渡辺 謙/俳優

『ラストサムライ』ではアカデミー助演男優賞ノミネート、続く『Memoirs of a Geisha』『バットマン・ビギンズ』『硫黄島からの手紙』では世界の名監督たちを魅了した。今や「ケン・ワタナベ」として圧倒的な存在感を誇る世界的スターだが、スクリーンを通して届けられる魂のメッセージの裏には、俳優として生き抜く覚悟と、それを支える人たちの姿があった。

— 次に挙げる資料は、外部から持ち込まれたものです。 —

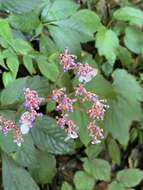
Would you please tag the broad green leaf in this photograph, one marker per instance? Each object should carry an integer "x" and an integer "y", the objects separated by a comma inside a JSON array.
[
  {"x": 107, "y": 43},
  {"x": 134, "y": 39},
  {"x": 72, "y": 31},
  {"x": 125, "y": 56},
  {"x": 59, "y": 9},
  {"x": 83, "y": 181},
  {"x": 66, "y": 186},
  {"x": 28, "y": 63},
  {"x": 16, "y": 177},
  {"x": 130, "y": 14},
  {"x": 98, "y": 168},
  {"x": 47, "y": 45},
  {"x": 25, "y": 22},
  {"x": 93, "y": 151},
  {"x": 130, "y": 177},
  {"x": 13, "y": 64},
  {"x": 26, "y": 155},
  {"x": 45, "y": 169},
  {"x": 116, "y": 186},
  {"x": 7, "y": 78},
  {"x": 114, "y": 152},
  {"x": 13, "y": 93},
  {"x": 19, "y": 6},
  {"x": 49, "y": 138},
  {"x": 22, "y": 46},
  {"x": 48, "y": 69},
  {"x": 125, "y": 107},
  {"x": 5, "y": 31}
]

「自分は何者なんだ」という信念を感じられれば、どこでもいい。

わたなべ・けん◉1959年、新潟県生まれ。日本国内、海外双方において、映画を中心にテレビドラマ、舞台と幅広く活躍する。『ラストサムライ』でアカデミー助演男優賞にノミネート、『バットマン・ビギンズ』『SAYURI』、現在公開中の『硫黄島からの手紙』他に出演。2006年に日本で公開した『明日の記憶』では、自らエグゼクティブ・プロデューサー、主演を務め、現在、北米公開に向けてプロモーション中。

表現する仕事がしたいと突き進んだ俳優の道

高校まではトランペットを習っていて、漠然とミュージシャンになれたらいいなと思っていました。でも、音楽学校はお金がかかるし、親父もリタイアしたので、無理かもしれないなと。受験勉強もしていたのですが、「表現する仕事がしたい」と思い、劇団のパンフレットを取り寄せました。
「大学と同じ4年間やってみて、どうしようもなければいいや」と思っていたら、入ってからの刺激がすごかった。演劇青年や音楽青年に囲まれて、「こいつらに追いつかないと」という気持ちで芝居や音楽に目覚めました。振り返ってみると、ずっとそう。「何かを高く望んで取り組む」というよりは、急に「何かをしたい」と思い立ち、ダーっと突き進んで、後から「ああ、枯渇していたんだな」と。理屈が先行しないんですよね(笑)。

劇団に入って2~3年経った25歳の頃に、「自分は楽しんでやっているのだろうか?」と疑問を持つようになりました。ひとつひとつの役を咀嚼した上で演じていたら、違うやり方があっただろうに、環境に流されているようで。ちょうどその時に、いい役をいただいたんです。精神的にも肉体的にも、後に残るものがあれば続けようと思わせてくれたのが、インカ帝国最後の皇帝を描いた『ピサロ』というお芝居でした。「俳優ってこんなに深いんだ」と目覚めましたね。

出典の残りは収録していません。